Three Egyptian journalists have seen their jail sentences reduced by a Cairo appeals court. Critics argue the case is part of a larger crackdown on free speech in the country.
The court on Saturday reduced the sentences of the former head of Egypt's journalist union and two of its members, who were charged for spreading "false news" back in May.
Union chief Yahiya Kallash, Gamal Abdul-Rahim and Gamal Abd el-Rahim were arrested after criticizing authorities for raiding the Egyptian Journalists Syndicate in order to detain two other journalists wanted for inciting street protests. The two journalists arrested initially, Mahmoud El Sakka and Amr Badr, who worked for opposition website Bawabet Yanayer, faced charges of spreading lies and owning a firearm.

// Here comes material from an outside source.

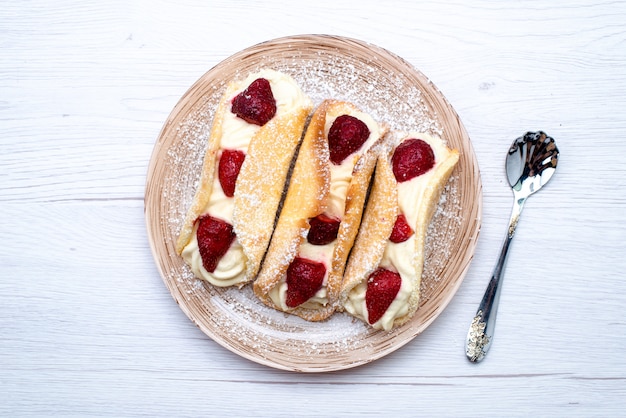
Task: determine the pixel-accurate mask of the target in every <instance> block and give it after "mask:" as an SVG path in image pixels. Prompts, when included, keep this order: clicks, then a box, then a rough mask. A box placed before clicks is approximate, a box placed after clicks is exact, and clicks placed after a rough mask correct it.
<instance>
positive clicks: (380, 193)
mask: <svg viewBox="0 0 626 418" xmlns="http://www.w3.org/2000/svg"><path fill="white" fill-rule="evenodd" d="M398 137H399V140H394V141H392V142H391V146H390V147H389V148H388V149H387V150H386V151H385V152H381V154H380V156H379V158H378V162H377V164H376V172H375V175H374V181H373V185H372V189H371V192H370V196H369V198H368V202H367V208H366V210H365V213H364V214H363V221H362V223H361V227H360V229H359V233H358V236H357V238H356V241H355V243H354V247H353V249H352V253H351V254H350V259H349V260H348V263H347V266H346V269H345V275H344V280H343V284H342V288H341V292H340V303H341V307H342V308H343V309H344V310H345V311H346V312H348V313H350V314H351V315H353V316H355V317H356V318H359V319H361V320H363V321H364V322H366V323H368V324H370V325H371V326H372V327H374V328H375V329H384V330H390V329H392V328H393V327H396V326H399V325H402V324H404V323H406V322H407V321H408V320H410V319H411V318H412V317H413V315H414V314H415V312H416V311H417V308H418V306H419V302H420V284H421V278H422V271H423V266H424V245H425V240H426V233H427V231H428V226H429V224H430V221H431V219H432V217H433V214H434V212H435V210H436V208H437V205H438V203H439V199H440V196H441V193H442V191H443V189H444V187H445V185H446V183H447V182H448V180H449V177H450V175H451V173H452V171H453V170H454V167H455V166H456V164H457V162H458V159H459V153H458V151H457V150H453V149H449V148H448V147H447V146H446V145H445V144H444V142H443V141H442V140H441V139H440V138H436V137H432V136H430V135H427V134H422V133H419V134H410V135H400V136H398Z"/></svg>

Appeals court reviews case
Eventually, Kallash and his colleagues were charged with "harboring suspects against whom an arrest warrant has been issued," in addition to "spreading false news." In November, the three men were sentenced to two years in prison by a misdemeanor court, but they were released on bail and filed an appeal.
After reviewing the case, the appeals court handed the men reduced one-year suspended jail sentences. The new ruling can also be appealed.
Activists have criticized the case, calling it a "dangerous escalation of the Egyptian authorities' draconian clampdown on freedom of expression." President Abdel-Fattah al-Sisi is often criticized for trying to suppress opposition as the country grows increasingly dissatisfied with his government.